Barnabas Foundation currently has 14 therapy horses that work with abused and traumatized children and adults.
Equine assisted therapy has people work through their troubled experience or emotional disabilities with the help of horses.
Hippo-therapy helps those with physical disabilities.
People with Barnabas said they've seen miracles happen when clients come out and work with the horses.
"People have tried so many things, medications, therapies whatever, but when you get out here and you lay your hands on a heart beat of an animal that will say to you I want to be with you, I love you and here's why.
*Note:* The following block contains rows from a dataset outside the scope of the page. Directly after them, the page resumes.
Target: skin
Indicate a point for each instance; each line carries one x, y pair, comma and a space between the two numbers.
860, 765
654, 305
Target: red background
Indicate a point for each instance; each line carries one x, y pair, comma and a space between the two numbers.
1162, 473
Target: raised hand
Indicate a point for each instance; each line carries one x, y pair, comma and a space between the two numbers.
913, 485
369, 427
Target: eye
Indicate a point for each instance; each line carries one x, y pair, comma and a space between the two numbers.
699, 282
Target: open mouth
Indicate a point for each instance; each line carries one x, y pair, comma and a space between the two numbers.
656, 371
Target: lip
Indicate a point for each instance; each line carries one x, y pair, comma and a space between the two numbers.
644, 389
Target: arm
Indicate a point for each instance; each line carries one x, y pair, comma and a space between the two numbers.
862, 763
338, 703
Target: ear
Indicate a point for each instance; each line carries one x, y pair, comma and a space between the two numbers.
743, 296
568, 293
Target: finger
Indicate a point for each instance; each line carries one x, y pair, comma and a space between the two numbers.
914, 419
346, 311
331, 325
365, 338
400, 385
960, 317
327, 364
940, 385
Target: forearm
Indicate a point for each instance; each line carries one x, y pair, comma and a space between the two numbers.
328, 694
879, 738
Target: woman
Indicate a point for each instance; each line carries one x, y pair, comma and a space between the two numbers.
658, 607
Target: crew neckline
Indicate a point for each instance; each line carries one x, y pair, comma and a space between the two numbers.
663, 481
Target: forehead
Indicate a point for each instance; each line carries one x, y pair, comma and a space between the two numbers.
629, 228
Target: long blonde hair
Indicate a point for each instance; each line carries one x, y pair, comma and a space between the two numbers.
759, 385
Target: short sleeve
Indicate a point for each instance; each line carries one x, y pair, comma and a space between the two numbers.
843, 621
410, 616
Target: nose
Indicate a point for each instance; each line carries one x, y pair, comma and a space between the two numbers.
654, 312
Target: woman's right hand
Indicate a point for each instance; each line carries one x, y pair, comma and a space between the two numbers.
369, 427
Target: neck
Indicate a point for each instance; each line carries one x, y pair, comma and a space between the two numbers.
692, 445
You can't beat that," said Laurie Johnson, Vice President of Barnabas Foundation. "There is no drug that's better than that."
McKinney said she started the non-profit in 2011 after she experienced how horses can help heal.
She said after five years, they've reached out to more clients than she could have ever imagined.
She said they reached out to children first in 2013. They then expanded to women in 2014 and then veterans in 2015.
"Getting to see the miracles and the healing that happens everyday, when you have a child that's terrified and stutters and can't talk and all of the sudden they are out here with the horses and they're free and they're talking and they're communicating and they have a safe haven to express themselves and they learn how to build healthy relationships, those are the biggest blessings to me," said McKinney.
McKinney said they use a team approach to therapy.
She said they use the horse, an equine specialist, a therapist and a client.
"I work hand-in-hand with the therapist to devise lessons, exercises to help them get something out of their client that they're trying to pull out," explained McKinney. "It could be self confidence, it could be the client's having anger issues and we work on things where they can learn how to express it in a healthy way."
McKinney said it's usually an hour long session for clients.
She said they don't charge for sessions, since they are a non-profit.
McKinney said it's a huge reward just knowing her passion of horse therapy is changing other people's lives.
"We are a family here," said McKinney. "We embrace everyone as family members."